# Need some extra HP!!



## bg72885 (Jul 30, 2009)

Okay, so I'm pretty new to the whole mod idea, but am looking to pick up a few more HP. I have heard that performance air filters can give you a few, and a new cold air intake. any other small things I can do relatively inexpensively that could give me a slight edge?


----------



## LOWET (Oct 21, 2007)

bg72885 said:


> Okay, so I'm pretty new to the whole mod idea, but am looking to pick up a few more HP. I have heard that performance air filters can give you a few, and a new cold air intake. any other small things I can do relatively inexpensively that could give me a slight edge?


Getting a Cold Air Intake [ CAI ] makes a decent starting point but you can also get just a performance drop in filter. When it comes to mods, there are a thousand things you can do and only you know how far you want to go with it. You can also get a moderate HP gain just by getting the car tuned. A cold Air Intake and a Tune could net you 20+ HP


----------



## AlaGreyGoat (Jul 6, 2006)

Headers can also get you 20-30 HP with
tune. After that, cam and/or heads replacement
would be the best bang for the buck. Nitrous is another
option. 
Also the horsepower feel is addictive. You may be starting an
expensive, never ending journey.

Larry


----------



## jpalamar (Jul 22, 2008)

To help you, we need to know your budget, is it a daily driver, do you just want to accel faster, or handling. A car can be made into any machine you need.

Power isn't the most important thing either. If you spin the tires, a stock GTO will beat you. Just remember that.


----------



## GM4life (Mar 18, 2007)

How much money are you looking to spend? How much extra power are you looking for? If you drag race about every ten horsepower is about a tenth in the quarter w/o all the other factors.


----------



## carbongto (May 19, 2009)

i would invest in the full exhaust, i did kooks lt's with cats, an SLP LM1 catback with a tune and it made a huge difference in sound and power/tq. shop around if you are on a budget and get used otherwise, i bought new from maryland speed.


----------



## 2slow2flurry-ous (Jul 30, 2009)

I would do headers and a tune. It's the best bang for your buck. The stock catback flows pretty good so it's not a priority. I really doubt a air intake and a tune will give you 20 hp. You can only add so much timing to these cars stock and you can't lean out the fuel mixture too much with stock manifolds and factory cats in place. My volant I had gained like 8 hp. The stock intake is good with just a high flow intake filter in the stock box.
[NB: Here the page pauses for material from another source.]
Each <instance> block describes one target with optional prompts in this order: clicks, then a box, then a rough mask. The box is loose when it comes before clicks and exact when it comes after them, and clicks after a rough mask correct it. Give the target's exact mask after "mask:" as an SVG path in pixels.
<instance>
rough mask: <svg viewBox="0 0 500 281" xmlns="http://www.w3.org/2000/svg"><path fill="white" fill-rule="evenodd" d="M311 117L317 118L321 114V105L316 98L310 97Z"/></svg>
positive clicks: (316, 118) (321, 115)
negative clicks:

A good programmer with a tune through HP tuners and a reputable tuner will yield great results with just long tubes like Pacesetters coated can get the whole system for around $550.


----------



## Poolshark1321 (May 18, 2009)

Headers and tune is best bang for your buck like everyone is saying. 
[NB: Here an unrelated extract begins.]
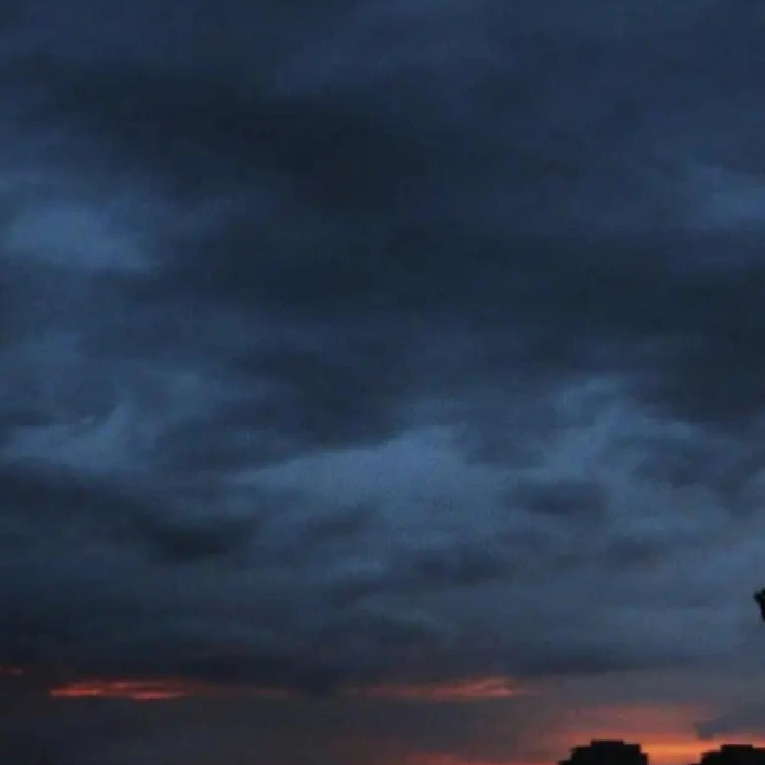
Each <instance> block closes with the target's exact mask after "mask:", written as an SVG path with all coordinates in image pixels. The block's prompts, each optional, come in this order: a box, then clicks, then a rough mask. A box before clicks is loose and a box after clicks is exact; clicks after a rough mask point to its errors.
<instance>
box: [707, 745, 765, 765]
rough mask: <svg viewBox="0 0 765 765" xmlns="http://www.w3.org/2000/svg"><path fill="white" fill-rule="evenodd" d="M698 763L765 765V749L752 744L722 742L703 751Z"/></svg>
mask: <svg viewBox="0 0 765 765" xmlns="http://www.w3.org/2000/svg"><path fill="white" fill-rule="evenodd" d="M699 765H765V749H763V748H762V747H756V746H752V744H723V745H722V746H721V747H720V748H719V749H715V750H714V751H711V752H704V754H702V755H701V760H700V764H699Z"/></svg>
If you want to get a CAI sometime later or at the same time the only thing I would go with is an OTRCAI/Over The Radiator Cold Air Intake... 
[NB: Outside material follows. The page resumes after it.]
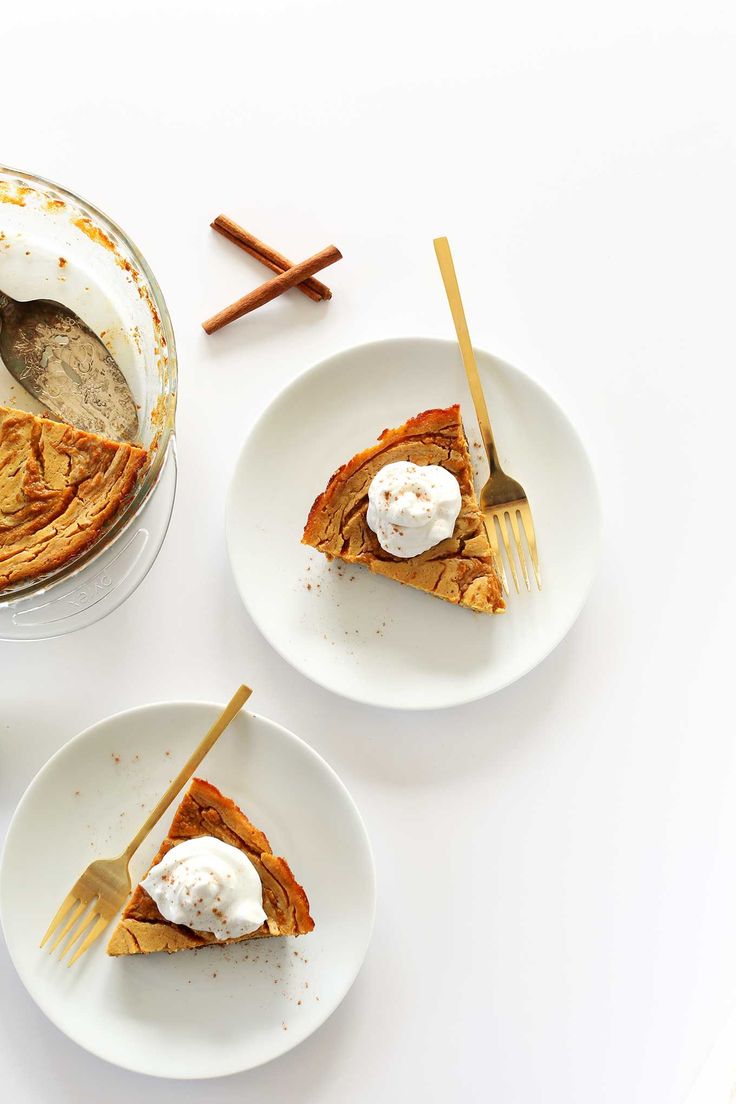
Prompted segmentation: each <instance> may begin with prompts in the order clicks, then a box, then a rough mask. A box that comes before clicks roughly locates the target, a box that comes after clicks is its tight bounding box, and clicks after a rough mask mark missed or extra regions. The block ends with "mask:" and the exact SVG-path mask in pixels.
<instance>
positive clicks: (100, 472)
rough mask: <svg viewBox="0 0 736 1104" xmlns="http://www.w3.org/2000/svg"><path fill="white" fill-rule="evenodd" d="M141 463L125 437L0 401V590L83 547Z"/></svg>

You can buy one pre made here known as the Vararam, its relatively new for the 05/06 GTO's but if you search around LS1GTO.com and here you can find some threads backing up the true advantages of an OTRCAI... IMO anything else is just sucking hot air. 

Vararam Cold Air Intake - 2005-2006 Pontiac GTO [VR-GTO] - $299.95$274.95 : MarylandSpeed.com- Your First Stop on the Way to Performance!

If your crafty you can also build a much nicer one thanks to Svede and his amazing "DIY OTRCAI" Thread located here...

http://www.gtoforum.com/f38/how-diy-otrcai-warning-56k-18805/?highlight=OTRCAI


----------



## seanrg1116 (Aug 13, 2009)

AlaGreyGoat said:


> Also the horsepower feel is addictive. You may be starting an
> expensive, never ending journey.
> 
> Larry


:agree

AMEN!!!!!


----------



## Poncho Dan (Jun 30, 2009)

Speed is just a question of money: How fast do you want to spend?


----------



## sgarsh2 (Apr 2, 2009)

A cam and headers will get you a great start on any v-8


----------